Fair warning: you will not see a single bird photo in this post. Yet, a great bird was involved. No, a phenomenal bird was involved. Even still, the story is not even that riveting; it is filled with angst, confusion and regret. However, it is a story that needs to be documented since a life bird(s) was had. Well, sort of. For you bird lovers, I promise to make up the lack of bird photos to you in the next post which will be very easy on the eyes as they say.
But regarding the current post, I have a love/hate relationship with county listers, those birders who strive to tally as many species as they can in all 87 Minnesota counties. Love ’em because in their quest to find some ordinary bird in some remote county, they explore the nooks, crannies, and nether regions of that county and end up finding dynamo birds that rock the larger birding community. Hate ’em because they find those dynamo birds forcing me to make a decision to chase those birds.
Last Saturday, on June 7th, one of these county listers was driving on a remote minimum maintenance road in Yellow Medicine County going over a one-lane bridge when he spotted a Eurasian Tree Sparrow sitting on the railing of the bridge. Now this may not sound exciting, but you have to understand that Eurasian Tree Sparrows are typically only found in St. Louis and its suburbs. Their range has not expanded from there, and they rarely stray anywhere else. It was a big deal. This location was only an hour-and-a-half away, so we simply had to check it out. It was better than taking a long drive to St. Louis for this bird. And it was certainly better than taking a chance at missing a turn to see the Gateway Arch and ending up in East St. Louis like Melissa and I did a decade ago.

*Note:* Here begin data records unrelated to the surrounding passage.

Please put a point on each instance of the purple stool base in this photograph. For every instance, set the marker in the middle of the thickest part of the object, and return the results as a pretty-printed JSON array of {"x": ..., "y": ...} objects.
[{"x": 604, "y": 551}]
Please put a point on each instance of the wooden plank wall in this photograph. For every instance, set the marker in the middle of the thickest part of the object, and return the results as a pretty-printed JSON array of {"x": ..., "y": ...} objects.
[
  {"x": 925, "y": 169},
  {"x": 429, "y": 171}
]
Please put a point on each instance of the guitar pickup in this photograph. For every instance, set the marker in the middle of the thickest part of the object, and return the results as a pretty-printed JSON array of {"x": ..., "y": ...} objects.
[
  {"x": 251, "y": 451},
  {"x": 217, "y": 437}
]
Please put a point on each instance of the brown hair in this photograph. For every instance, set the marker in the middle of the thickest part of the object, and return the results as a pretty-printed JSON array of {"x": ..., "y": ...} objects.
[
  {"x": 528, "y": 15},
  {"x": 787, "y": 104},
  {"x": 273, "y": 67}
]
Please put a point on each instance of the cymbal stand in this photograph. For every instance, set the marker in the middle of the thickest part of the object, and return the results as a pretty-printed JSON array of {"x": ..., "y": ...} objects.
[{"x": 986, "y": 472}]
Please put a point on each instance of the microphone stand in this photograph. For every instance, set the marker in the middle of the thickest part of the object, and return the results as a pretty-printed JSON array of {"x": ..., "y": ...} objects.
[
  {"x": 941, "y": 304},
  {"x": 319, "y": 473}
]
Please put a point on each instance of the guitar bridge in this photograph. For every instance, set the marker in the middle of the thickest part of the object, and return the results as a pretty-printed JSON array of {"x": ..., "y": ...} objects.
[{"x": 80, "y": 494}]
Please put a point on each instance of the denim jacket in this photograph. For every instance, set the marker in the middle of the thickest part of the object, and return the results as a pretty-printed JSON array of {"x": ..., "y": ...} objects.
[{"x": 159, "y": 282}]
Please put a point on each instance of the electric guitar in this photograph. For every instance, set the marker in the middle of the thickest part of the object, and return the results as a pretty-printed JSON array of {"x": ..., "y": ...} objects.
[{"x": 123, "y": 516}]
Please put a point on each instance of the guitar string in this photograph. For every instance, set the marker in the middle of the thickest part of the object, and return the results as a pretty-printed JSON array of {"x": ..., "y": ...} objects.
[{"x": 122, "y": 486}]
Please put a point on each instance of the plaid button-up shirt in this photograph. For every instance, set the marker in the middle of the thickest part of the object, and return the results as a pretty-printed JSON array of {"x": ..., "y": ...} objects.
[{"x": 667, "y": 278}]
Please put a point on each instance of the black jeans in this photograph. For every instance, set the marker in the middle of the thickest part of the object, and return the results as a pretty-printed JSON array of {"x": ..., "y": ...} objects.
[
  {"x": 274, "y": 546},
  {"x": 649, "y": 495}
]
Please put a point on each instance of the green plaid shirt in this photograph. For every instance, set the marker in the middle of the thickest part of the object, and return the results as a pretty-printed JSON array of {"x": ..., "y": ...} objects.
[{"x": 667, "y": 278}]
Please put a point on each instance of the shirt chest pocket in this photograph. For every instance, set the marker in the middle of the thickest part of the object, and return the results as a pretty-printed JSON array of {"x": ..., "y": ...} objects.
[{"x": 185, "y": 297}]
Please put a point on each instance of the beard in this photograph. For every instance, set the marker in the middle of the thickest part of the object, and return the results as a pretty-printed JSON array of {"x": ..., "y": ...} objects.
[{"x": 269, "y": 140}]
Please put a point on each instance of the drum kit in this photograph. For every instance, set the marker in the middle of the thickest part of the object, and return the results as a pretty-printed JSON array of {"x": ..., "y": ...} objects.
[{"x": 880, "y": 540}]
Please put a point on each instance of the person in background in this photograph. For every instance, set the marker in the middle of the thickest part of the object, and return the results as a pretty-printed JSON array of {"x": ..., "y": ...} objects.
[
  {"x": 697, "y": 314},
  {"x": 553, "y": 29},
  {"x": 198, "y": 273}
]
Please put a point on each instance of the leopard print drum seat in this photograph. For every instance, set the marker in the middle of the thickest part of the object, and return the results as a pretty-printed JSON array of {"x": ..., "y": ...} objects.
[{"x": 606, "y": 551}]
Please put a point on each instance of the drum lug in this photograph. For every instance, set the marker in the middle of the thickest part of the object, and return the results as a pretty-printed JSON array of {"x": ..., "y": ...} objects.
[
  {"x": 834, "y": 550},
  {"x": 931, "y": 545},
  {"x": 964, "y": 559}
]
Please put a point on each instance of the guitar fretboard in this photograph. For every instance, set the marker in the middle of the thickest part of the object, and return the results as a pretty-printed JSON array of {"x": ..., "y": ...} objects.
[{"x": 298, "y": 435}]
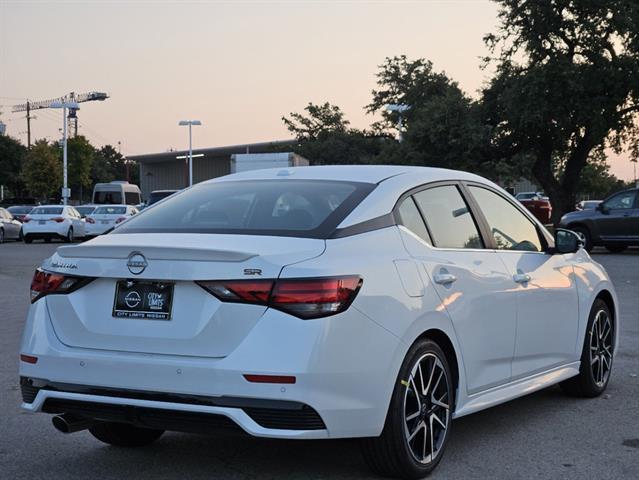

Steve joined Evan and I for the trip. We had an uneventful ride down other than sighting a gorgeous Red-headed Woodpecker on a telephone pole. It’s just one of those birds you can’t not take a photo of even if you have 500 pictures of it in your archives already. Well, when I pulled over to get some shots, it flew into a grove never to be seen again. It was a precursor of things to come.
We found the bridge no problem and began to make sense of the report we had: the Eurasian Tree Sparrow had been associating with two male House Sparrows, and the trio had been known to be on the bridge and fly underneath the bridge. So we got out and we looked and waited. And looked. And paced.
And played in the dirt.For the better part of an hour Steve and I were both trying to turn every House Sparrow we saw into our target bird. But we failed. The highlight was maybe seeing an Alder Flycatcher, a life bird. I say ‘maybe’ because it’s a bird that can only be safely identified by voice, and Steve and I were convinced it was giving the Alder’s call of, “Free beer!” This bird, too, flew off before we could analyze it further.
As exciting as free beer and a new life bird would be, we really wanted to see that Eurasian Tree Sparrow. Several times I went down the steep embankment to look underneath the bridge. My hopes were buoyed by finding a couple House Sparrows hanging out and chirping in the girders. But my excitement was limited to some Cliff Swallows flying at my face. On one of these trips down the embankment Evan decided to join me. I think he was attracted to the little river and the mysteries associated with the undersides of bridges. After all, that’s where trolls live. Then Evan had a strange request: he asked for my huge, clunky binoculars that I bought at my own Grandma’s garage sale about 25 years ago. You read that right. I loved my Grandma and may she rest in peace, but she was a frugal lady who couldn’t let something go for nothing. She was also very fair – if I got free binoculars, then all the grandkids would have to get free binoculars. But I digress. Evan’s request was strange considering he has trouble making small binoculars work, let alone ones the size of his head. Still, he put the strap around his neck and was trying to look at this or that.
Then it happened. “I’ve got it,” Steve said from up on the road. In an instant, in what could be considered justified or stupid, I grabbed the behemoth binoculars and lifted them off Evan’s head. I reasoned that he couldn’t see anything with them anyway, but the selfish move was exacerbated when in the process of removing them I bonked him in the forehead causing him to say, “Ouch!” Right then I should have turned in my dad card.
But I didn’t and instead srambled to get up the near-vertical embankment. Evan was right on my heels. Steve pointed to a fallen tree leaning against the bridge. I saw the bird and caught a glimpse of the brown-capped sparrow through the reposessed binoculars. Evan was asking where the bird was. I tried to redeem my previous actions by trying to point out the bird before I whipped out my camera. Evan could not locate the bird that was hopping in the branches not that far away. And then the bird vanished never to make a second appearance for the duration of our visit.
As much as Steve and I would have liked to wait it out for a chance to get some good, solid looks and photos of this bird, I was on a time crunch. Evan had gotten a free ticket to the Stingers baseball game, and it was free jersey night for the first 250 kids. This was a big deal. Not only could we not be late, but we had to be there plenty early to ensure getting a jersey. So, in an effort to earn back my dad status, we left this remote, country site on time in order to get back for the game.
Maybe I’ll have to go to St. Louis after all to really see this bird well and for Evan to see it for the first time if he wants to. And with some planning and good luck, we might be able to do that AND avoid a misadventure in East St. Louis.